Feedly: Biting the Hand that Feeds

With the demise of Google Reader many publishers recommended to readers that they check out Feedly. Now they might be regretting that decision. Feedly seems to have taken a turn that is decidedly unfriendly to publishers. This started with them pointing URL shares to their own copy of the publisher’s content, instead of the publishers original content. Now they appear to be stripping publishers’ clickthrough tracking tags and replacing them with their own.

Feed Wrangler’s David Smith, a Feedly competitor, has spoken out against these practices and others that might be good for the feed reader service or provide a better experience to the end user, but are harmful to publishers.
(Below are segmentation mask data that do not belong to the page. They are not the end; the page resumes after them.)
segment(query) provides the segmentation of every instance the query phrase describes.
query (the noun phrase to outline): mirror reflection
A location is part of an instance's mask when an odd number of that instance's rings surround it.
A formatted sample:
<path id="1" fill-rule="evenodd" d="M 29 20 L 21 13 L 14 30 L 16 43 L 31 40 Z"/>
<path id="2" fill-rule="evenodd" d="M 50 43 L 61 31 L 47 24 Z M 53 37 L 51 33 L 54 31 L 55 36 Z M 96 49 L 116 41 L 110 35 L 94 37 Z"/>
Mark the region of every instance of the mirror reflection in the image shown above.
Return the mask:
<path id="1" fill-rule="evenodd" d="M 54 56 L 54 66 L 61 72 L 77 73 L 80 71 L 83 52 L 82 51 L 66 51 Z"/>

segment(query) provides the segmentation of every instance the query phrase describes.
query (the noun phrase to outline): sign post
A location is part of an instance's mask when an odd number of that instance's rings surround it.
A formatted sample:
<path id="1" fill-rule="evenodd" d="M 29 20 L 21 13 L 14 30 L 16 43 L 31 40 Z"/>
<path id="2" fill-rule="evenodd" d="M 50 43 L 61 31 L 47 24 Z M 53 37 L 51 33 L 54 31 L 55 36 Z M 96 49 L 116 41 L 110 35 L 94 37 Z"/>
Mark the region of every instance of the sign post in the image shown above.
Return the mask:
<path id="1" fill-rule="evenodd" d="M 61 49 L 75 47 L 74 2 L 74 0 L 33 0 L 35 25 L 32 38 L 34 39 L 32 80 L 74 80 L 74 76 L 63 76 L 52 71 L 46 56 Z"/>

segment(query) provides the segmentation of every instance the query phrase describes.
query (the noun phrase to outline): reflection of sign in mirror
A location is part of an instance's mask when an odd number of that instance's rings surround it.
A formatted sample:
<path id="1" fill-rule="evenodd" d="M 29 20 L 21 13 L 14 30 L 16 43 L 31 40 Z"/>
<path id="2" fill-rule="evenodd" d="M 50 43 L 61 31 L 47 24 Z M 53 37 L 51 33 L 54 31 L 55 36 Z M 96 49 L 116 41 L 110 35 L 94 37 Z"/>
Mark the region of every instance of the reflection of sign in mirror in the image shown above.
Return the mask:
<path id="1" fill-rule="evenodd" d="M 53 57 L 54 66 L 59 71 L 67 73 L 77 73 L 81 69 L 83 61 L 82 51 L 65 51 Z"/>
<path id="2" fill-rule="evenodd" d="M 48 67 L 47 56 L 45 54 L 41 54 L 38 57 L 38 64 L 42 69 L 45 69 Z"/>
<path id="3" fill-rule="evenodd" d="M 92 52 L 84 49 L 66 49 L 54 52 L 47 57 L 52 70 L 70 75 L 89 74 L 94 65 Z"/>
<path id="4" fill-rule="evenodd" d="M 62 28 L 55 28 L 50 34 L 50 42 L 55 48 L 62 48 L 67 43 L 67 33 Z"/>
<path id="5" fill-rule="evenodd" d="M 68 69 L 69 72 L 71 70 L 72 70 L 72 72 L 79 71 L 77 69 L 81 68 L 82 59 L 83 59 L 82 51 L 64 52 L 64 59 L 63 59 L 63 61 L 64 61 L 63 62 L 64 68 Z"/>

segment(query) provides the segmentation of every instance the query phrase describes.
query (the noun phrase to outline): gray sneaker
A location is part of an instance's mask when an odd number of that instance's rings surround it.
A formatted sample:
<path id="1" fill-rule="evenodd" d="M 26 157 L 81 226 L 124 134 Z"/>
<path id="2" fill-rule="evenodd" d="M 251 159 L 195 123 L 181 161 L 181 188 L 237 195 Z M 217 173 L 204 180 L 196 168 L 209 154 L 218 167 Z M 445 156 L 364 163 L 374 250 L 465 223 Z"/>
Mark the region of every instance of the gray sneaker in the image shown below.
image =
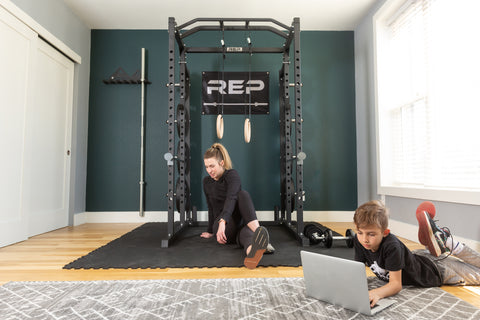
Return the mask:
<path id="1" fill-rule="evenodd" d="M 252 247 L 243 264 L 248 269 L 255 269 L 263 257 L 269 243 L 268 231 L 265 227 L 258 227 L 253 233 Z"/>
<path id="2" fill-rule="evenodd" d="M 435 257 L 440 256 L 444 252 L 450 250 L 446 246 L 450 230 L 448 228 L 440 228 L 430 217 L 427 211 L 417 211 L 418 221 L 418 240 L 426 246 L 430 253 Z"/>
The whole thing is worth reading, but here’s a little excerpt I found particularly interesting:

I am not, nor should I be, in the business of making unilateral changes to the chosen business models of content publishers. As a reader I love it when publishers provide full-text, unencumbered feeds for all of their articles. I understand, however, that not all publications choose this route. When they don’t, I believe my responsibility as a reading service is to respect that choice.

This statement not only sets Feed Wrangler apart from Feedly’s questionable practices, it actually sets them apart from read-it-later services like Instapaper and Pocket. RIL apps are definitely in the business of (as David puts it) “inserting [themselves] into the experience the writer had decided to present to their audience”. They are without a doubt improving the reading experience in many cases, but arguably doing so at the “expense of the publisher’s relationship to their readers”.

There is a continuum of businesses that are built on top of the work done by writers and publishers. Instapaper is not completely benign, but is definitely closer to that end of the continuum than the increasingly malignant Feedly. For publishers the question is what to do about the continuum as a whole. As I’ve said in the past, I believe the answer — easier said than done, I know — is for publishers to provide an experience so compelling that readers want to consume their content in situ and not on someone else’s platform.

The question is whether publishers can find an economic model to support this. Ads, at least in the form of their current race to increasing distraction and intrusiveness, don’t seem to be it.